[Marxism] New book

Louis Proyect lnp3 at panix.com
Sat Feb 24 11:29:58 MST 2007

Budgen wrote:

"Lenin Reloaded" is a rallying call by some of 
the world’s leading Marxist intellectuals for 
renewed attention to the significance of Vladimir Lenin.

Contributors. Kevin B. Anderson, Alain Badiou, 
Etienne Balibar, Daniel Bensaïd, Sebastian 
Budgen, Alex Callinicos, Terry Eagleton, Fredric 
Jameson, Stathis Kouvelakis, Georges Labica, 
Sylvain Lazarus, Jean-Jacques Lecercle, Lars T. 
Lih, Domenico Losurdo, Savas Michael-Matsas, 
Antonio Negri, Alan Shandro, Slavoj i ek


For reasons I don't quite understand, Lenin has 
become fashionable again within certain circles 
of the academic left. Zizek has had a lot to do 
with this, since he has written numerous essays 
in defense of Lenin over the past few years and 
actually organized a conference on Lenin some 
time ago. I wrote a commentary on a Zizek article 
about Lenin that appeared in "In These Times" a while back:


Some of the contributors sound like they might 
have something interesting to say. Others I don't know.

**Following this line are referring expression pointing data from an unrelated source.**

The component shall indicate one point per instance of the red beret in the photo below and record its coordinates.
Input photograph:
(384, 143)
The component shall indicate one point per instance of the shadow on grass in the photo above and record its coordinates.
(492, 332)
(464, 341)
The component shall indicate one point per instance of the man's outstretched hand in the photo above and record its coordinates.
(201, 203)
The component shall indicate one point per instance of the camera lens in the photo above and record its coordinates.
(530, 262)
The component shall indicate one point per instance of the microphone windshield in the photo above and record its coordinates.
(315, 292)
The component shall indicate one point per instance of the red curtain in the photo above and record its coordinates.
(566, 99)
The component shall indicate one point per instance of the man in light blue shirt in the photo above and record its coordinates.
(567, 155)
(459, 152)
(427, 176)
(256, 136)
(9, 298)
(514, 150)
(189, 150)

Badiou, for example, is one of those French 
theorists about whom Alan Sokal probably had 
something mischievous to say. Of course, that 
might be in Badiou's favor now that I think about 
it. Here's Badiou on Lacan, another person whose 
name starts with "L" and ends in "n":

"How are we to characterize this peculiar 
balancing of the 'grandiose' and the 'innocent'? 
The grandiose aspect lies in the conviction that 
the question of the Real is commensurable with 
that of language; the innocence is in not having 
carried this conviction as far as its true 
principle, which is mathemati-zation. You will 
recall that Lacan holds mathematization to be the 
key to any thinkable relation to the Real."

I myself hold no brief against mathematization. 
How in the world could I make sure that I was 
getting the proper change at Gristede's without it?

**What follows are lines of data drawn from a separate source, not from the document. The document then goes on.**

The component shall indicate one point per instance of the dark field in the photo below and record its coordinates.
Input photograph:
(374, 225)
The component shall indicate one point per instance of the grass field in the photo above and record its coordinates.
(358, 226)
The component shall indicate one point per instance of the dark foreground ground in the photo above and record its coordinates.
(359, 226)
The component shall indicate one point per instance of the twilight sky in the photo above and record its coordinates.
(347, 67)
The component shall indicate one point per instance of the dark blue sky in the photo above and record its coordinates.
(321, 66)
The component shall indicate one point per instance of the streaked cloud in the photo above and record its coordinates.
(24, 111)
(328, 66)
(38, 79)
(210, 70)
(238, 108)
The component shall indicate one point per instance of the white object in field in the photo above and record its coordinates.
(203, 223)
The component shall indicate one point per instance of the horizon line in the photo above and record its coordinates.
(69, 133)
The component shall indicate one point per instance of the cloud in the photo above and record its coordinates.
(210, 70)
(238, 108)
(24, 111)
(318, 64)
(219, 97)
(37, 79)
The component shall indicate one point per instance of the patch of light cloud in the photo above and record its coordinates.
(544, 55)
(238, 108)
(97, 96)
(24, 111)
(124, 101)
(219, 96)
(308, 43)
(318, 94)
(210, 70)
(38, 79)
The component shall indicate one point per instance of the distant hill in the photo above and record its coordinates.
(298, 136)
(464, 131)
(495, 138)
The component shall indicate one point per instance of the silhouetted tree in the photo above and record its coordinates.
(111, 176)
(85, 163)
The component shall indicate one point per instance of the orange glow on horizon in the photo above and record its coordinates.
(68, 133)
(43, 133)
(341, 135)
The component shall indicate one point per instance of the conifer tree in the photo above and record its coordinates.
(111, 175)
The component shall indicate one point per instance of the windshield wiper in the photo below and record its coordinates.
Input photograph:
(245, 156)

I do have to admit a certain consternation at 
seeing Toni Negri as contributor. I think that 
Sebastian and company would have been better 
advised in including Toni Braxton, the very fine 
jazz-pop stylist. Only 5 years or so ago, Negri 
and Hardt wrote a thoroughly silly book that 
dragged Lenin's name through the mud. Only the 
other day I was startled to learn that the poet 
laureates of the "multitude" were trying to 
amalgamate Madisonian checks and balances with 
Lenin. Certainly, the dead Russian deserves better.

Fredric Jameson, of course, is the big name 
literary theorist in the USA who won first prize 
in Denis Dutton's "Bad Writing Contest" in 1997. 
Dutton called attention to this snippet of Dutton's prose:

"The visual is essentially pornographic, which is 
to say that it has its end in rapt, mindless 
fascination; thinking about its attributes 
becomes an adjunct to that, if it is unwilling to 
betray its object; while the most austere films 
necessarily draw their energy from the attempt to 
repress their own excess (rather than from the 
more thankless effort to discipline the viewer)."

Once again, as is the case with Sokal, I might 
tend to line up with whoever Dutton is attacking, 
although this might be a toss-up when it comes to Dutton versus Jameson.

Daniel Bensaid and Stathis Kouvelakis are members 
of the French LCR, while Callinicos is a British 
SWP'er. I can never figure out if Budgen is in the LCR or the SWP. Maybe both.

Unfortunately, except for Lih--I believe--just 
about everybody else approaches Lenin from the 
standpoint of philosophical, social or political 
theory. Kevin Anderson, who is an interesting 
thinker despite his News and Letters connection, 
wrote a good book on Hegel's importance to Lenin. 
Not that there is anything wrong with making such 
a connection, but I don't think that studying 
Hegel--the subtext of the book--is very useful. 
You would be better off studying oil markets, 
like Mark Jones did at the London Library in the years before his death.

It is not that Lenin was adverse to theoretical 
questions. He did grapple with philosophy when it 
was necessary to do so, particularly with the 
challenged mounted by Bogdanov. But theorizing 
for the sake of theorizing seems inimical to everything that Lenin stood for.

At any rate, in the favor of " Lenin Reloaded: 
Toward a Politics of Truth" is the price of the 
paperback version, $23.95, a relief from the 
extortionist prices of past ventures Budgen has 
been associated with. Not in its favor is the 
title "Lenin Reloaded". The Wachovsky brothers ain't cool anymore.